Primary LanguagePython

Convert phased genotype data from SHAPEIT2 format to PLINK format (plain text)

General info

Python scripts to convert phased genotype data from SHAPEIT2 format (.haps/.sample) to plain text PLINK format (.ped/.map) while keeping the phasing information intact.

  1. The first step is to convert from SHAPEIT2 format (.haps/.sample) to IMPUTE2 format (.haps/.legend/.sample).
  2. The second step is to convert from IMPUTE2 format (.haps/.legend/.sample) to plain text PLINK format (.ped/.map). This step uses the SHAPEIT2 .sample file from the first step and the cut command in UNIX/Linux/Mac OS X.

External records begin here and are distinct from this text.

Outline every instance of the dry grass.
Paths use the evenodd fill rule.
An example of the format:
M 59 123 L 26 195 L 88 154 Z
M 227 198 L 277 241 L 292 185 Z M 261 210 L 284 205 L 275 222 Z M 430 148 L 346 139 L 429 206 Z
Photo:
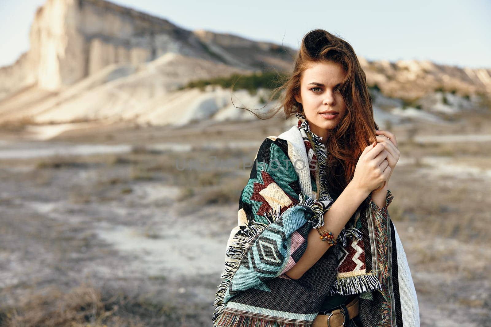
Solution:
M 110 295 L 109 295 L 109 294 Z M 148 297 L 104 291 L 90 284 L 68 292 L 50 286 L 18 299 L 14 307 L 0 307 L 0 325 L 9 327 L 144 327 L 181 326 L 172 305 Z

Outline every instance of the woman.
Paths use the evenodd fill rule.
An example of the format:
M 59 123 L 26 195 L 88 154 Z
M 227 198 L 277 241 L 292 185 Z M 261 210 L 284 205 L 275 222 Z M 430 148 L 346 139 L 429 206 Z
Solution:
M 352 47 L 303 38 L 276 92 L 298 124 L 261 144 L 239 200 L 214 326 L 418 326 L 406 255 L 387 207 L 399 157 L 378 130 Z

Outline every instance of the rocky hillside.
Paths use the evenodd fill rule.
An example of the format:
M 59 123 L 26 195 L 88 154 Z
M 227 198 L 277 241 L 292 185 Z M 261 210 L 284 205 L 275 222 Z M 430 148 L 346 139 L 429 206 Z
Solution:
M 48 0 L 36 12 L 30 38 L 30 50 L 0 68 L 1 124 L 250 119 L 233 106 L 229 90 L 178 88 L 234 73 L 289 72 L 296 53 L 234 35 L 188 30 L 103 0 Z M 446 113 L 481 108 L 491 94 L 491 69 L 359 59 L 377 90 L 374 105 L 385 116 L 387 109 L 408 106 Z M 236 105 L 257 108 L 268 93 L 235 96 Z M 392 114 L 411 115 L 398 112 Z

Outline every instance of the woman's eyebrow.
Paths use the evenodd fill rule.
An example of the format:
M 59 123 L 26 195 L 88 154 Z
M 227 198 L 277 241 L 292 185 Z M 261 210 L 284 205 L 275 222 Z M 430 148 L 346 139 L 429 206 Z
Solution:
M 318 86 L 326 86 L 324 84 L 322 84 L 322 83 L 317 83 L 317 82 L 312 82 L 311 83 L 309 83 L 307 85 L 310 85 L 311 84 L 313 84 L 314 85 L 317 85 Z M 336 85 L 334 86 L 334 87 L 335 87 L 336 86 L 341 86 L 341 83 L 338 83 L 337 84 L 336 84 Z

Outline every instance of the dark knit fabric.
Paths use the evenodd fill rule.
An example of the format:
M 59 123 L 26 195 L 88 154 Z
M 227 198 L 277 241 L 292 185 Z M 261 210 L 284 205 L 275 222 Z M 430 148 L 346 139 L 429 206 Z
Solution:
M 302 125 L 300 120 L 279 136 L 269 137 L 258 151 L 239 199 L 238 225 L 227 242 L 214 327 L 311 326 L 326 300 L 339 294 L 360 295 L 364 326 L 418 326 L 415 292 L 387 210 L 393 198 L 390 190 L 385 208 L 367 197 L 339 243 L 301 277 L 285 274 L 301 257 L 309 232 L 324 225 L 333 202 L 326 188 L 315 199 L 315 177 L 292 164 L 299 157 L 308 164 L 313 157 L 325 162 L 322 150 L 313 153 L 306 134 L 311 132 Z M 319 141 L 314 141 L 318 149 Z

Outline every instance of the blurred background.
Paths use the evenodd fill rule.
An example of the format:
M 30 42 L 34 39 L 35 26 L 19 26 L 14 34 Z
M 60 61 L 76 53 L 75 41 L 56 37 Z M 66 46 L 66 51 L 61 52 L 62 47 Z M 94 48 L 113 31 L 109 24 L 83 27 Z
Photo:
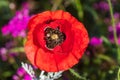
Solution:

The script to perform the first step, convert_shapeit2_to_impute2.py, is based on a script from PyPedia. The second script, convert_impute2_to_PEDMAP.py, is written by me, because the one(s) from PyPedia (and other places) would start to use swap space for large datasets and would, therefore, become excruciatingly slow; my script avoids using swap and performs the conversion in memory for any number of individuals.

Usage

Data has to be separated by chromosome; then, run a for ((i = 1; i <= 22; i++)); do ...; done loop and perform the following steps in the loop.

  1. python convert_shapeit2_to_impute2.py chr${i}.haps chr${i}.sample temp${i}.haps temp${i}.legend temp${i}.sample
  2. python convert_impute2_to_PEDMAP.py temp${i}.haps temp${i}.legend chr${i}.sample chr${i} ${i}
  3. rm temp${i}.*

You can comment out the third step if you would like to keep the output in IMPUTE2 format as well.

NOTE

You might need to edit convert_impute2_to_PEDMAP.py to make it consistent with your phased SHAPEIT2 .sample file in terms of the number of columns.